The relationship with the center of power is one that (whether or not we agree with Walcott on the particulars) bears directly on writing about the American West. Like many people from the region, I grew up with a host of “Western” narratives and beliefs. I was raised in the great outdoors, fishing and backpacking, and I imbibed a heavy dose of frontier mythology – cowboys and gunfighters, Indians, pioneers, mountain men, pulp novels and Western movies. This is classic provincial stuff – the kind of heritage that, at a college back East, or a cocktail party on the Upper East Side, is often treated with a solicitous condescension. As Marilynne Robinson has noted, when she tells Eastern folks that she is from Idaho, one common response is “Then how can you write a book?” And yet it is also this province which has given the nation what is perhaps our deepest cultural myth: the self-reliant pioneer, the immigrant moving west to find land and freedom, the illimitable expansion of possibility, our Edenic vision of our nation.

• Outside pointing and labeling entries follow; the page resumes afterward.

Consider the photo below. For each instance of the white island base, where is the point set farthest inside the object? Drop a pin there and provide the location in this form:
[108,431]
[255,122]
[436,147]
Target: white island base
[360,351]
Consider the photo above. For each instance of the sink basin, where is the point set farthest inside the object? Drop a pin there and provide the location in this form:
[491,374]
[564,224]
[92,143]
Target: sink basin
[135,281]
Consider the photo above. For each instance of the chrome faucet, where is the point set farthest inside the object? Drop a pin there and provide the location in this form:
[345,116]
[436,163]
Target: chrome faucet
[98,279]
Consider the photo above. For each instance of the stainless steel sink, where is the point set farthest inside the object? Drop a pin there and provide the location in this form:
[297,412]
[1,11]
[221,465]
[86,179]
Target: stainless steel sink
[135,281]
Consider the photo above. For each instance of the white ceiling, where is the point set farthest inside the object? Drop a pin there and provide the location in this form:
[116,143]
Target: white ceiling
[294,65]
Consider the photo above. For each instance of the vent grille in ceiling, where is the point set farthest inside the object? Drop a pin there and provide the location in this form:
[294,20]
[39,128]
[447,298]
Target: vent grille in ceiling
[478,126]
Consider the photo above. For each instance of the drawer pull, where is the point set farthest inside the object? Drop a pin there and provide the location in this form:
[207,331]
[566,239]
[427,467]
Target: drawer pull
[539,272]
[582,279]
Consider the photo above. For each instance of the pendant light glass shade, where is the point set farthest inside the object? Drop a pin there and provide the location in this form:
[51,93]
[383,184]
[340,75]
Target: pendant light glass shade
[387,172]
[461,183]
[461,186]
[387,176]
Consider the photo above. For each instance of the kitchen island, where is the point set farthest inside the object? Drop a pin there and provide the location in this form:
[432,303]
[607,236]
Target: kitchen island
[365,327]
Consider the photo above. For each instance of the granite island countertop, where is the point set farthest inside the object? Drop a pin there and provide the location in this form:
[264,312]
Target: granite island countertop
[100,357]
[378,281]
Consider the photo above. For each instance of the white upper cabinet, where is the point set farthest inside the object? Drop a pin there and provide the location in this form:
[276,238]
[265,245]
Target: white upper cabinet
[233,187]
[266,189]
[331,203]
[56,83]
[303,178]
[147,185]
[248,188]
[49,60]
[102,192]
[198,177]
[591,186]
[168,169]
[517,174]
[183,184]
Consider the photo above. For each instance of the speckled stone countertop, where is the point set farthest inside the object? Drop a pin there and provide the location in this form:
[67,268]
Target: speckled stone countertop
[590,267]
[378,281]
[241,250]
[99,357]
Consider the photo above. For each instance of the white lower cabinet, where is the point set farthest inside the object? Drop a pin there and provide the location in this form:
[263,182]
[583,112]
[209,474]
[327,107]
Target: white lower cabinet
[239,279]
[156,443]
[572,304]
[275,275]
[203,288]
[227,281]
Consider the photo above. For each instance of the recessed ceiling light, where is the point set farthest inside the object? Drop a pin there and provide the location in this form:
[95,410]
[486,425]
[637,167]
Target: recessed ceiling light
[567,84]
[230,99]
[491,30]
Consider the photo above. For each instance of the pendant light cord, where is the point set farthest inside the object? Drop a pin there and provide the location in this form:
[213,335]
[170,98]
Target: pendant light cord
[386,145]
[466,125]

In Walcott’s terms, then, the West is caught in a kind of paradox: it has the status of a province, and yet its myth has been enshrined as the national dream. Being a Western writer ties you unavoidably to this paradox. You are a provincial, a writer who will always, like it or not, operate from outside the center of power; but it is exactly towards this province’s myth of the radical individual that the American center has always wanted to feel it is moving.
An it is indeed a myth. We should all know by now. Beautiful and destructive, hopeful and violently acquisitive, forced relentlessly onto us by a culture that adores power and spectacle and self-help mantras, and yet with little regard for truth, either historical or human. Post-colonial writers like Walcott have always been viscerally aware of the effects of this, because they come from places that have born the brunt of its damage. I wonder if it’s time for more Western writers to engage with this awareness.